I soldiered on for the rest of the tour, through gas chambers, past the gallows, in front of the “wall of death,” where prisoners were shot, and down to the ovens, and finally to the spot where Auschwitz Commandant Rudolf Höss was finally hung on this day (April 2) in 1947. But this was only the first half of the trip. Auschwitz had a sequel, Auschwitz II-Birkenau, ordered built by Heinrich Himmler in 1941 to accelerate the extermination of the Jews. Mike ferried us over to the second, much larger camp, much of which was destroyed by the Nazis at the end of the war in a futile attempt to hide their crimes. Our guide walked us along the train tracks where prisoners were divided between those who would be forced into labor than those who were marched straight to the gas chambers. Babies and small children were thrown into open burning pits. I stood there, as a father, unable to move. Where was goodness? Where was God? Where was the empathy that should have been present among Hitler’s willing executioners?
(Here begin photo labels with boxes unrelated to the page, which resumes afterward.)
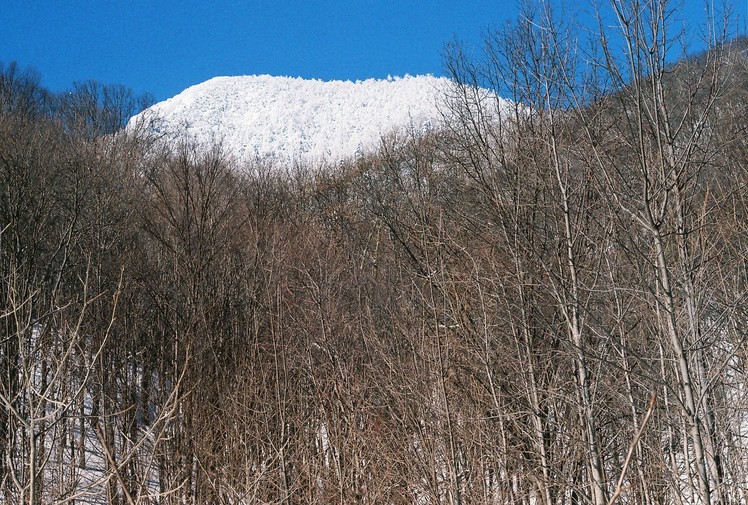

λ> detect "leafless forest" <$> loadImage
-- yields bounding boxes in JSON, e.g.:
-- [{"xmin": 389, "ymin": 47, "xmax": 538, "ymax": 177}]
[{"xmin": 0, "ymin": 0, "xmax": 748, "ymax": 505}]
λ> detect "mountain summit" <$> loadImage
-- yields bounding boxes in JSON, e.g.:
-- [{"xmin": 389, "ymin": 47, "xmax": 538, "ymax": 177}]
[{"xmin": 134, "ymin": 75, "xmax": 450, "ymax": 162}]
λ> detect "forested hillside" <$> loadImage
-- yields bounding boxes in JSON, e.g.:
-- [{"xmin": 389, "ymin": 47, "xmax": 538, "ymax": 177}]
[{"xmin": 0, "ymin": 2, "xmax": 748, "ymax": 505}]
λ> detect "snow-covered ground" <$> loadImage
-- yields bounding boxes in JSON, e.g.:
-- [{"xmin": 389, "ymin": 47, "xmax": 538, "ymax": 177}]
[{"xmin": 131, "ymin": 75, "xmax": 450, "ymax": 163}]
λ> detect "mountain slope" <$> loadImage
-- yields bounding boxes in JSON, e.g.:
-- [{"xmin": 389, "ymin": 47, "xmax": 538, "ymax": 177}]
[{"xmin": 133, "ymin": 75, "xmax": 450, "ymax": 162}]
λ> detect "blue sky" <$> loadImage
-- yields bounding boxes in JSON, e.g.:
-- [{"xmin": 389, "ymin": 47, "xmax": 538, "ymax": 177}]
[{"xmin": 0, "ymin": 0, "xmax": 748, "ymax": 100}]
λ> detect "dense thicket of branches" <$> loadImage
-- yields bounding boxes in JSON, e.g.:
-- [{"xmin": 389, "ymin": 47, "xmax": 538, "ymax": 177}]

On the ride home, we were all silent, including puking girl. I thought about what I had seen in Ukraine; the faces of frightened children forced out of their homes by an unprovoked war-monger. I thought about the concerns of my Polish friends, that nuclear weapons would turn them to ash like those who left Auschwitz and Birkenau through the chimneys. I thought about the new rise of authoritarianism in the form of Putin and Trump, that gleefully weaponizes hate and the threat of violence. I thought about the anti-trans laws and voter suppression acts that are slowly eroding democratic freedoms in my “beacon of liberty” home country.

The first chapter of Ellie Wiesel’s Night is a cautionary tale. The Jews who lived in his Hungarian village thought they were far enough from the war nor to worry about the rumors of Nazi anti-Semitism. When they were pushed into a ghetto, many thought it was to protect them from the violence of the Allied invasion, and when they got to the platform at Birkenau, and Wiesel saw his mother and sister forced into the line for the gas chambers, many thought that no such horror would be allowed in the mid-twentieth century. The Holocaust was not a sudden tsunami of death. It was a slowly rising tide that drowned those who never realized they were so far from the shore.

That tide is rising again. I will not sit on my hands and hope things get better. I will use every tool at my disposal. This trip has taught me that I must.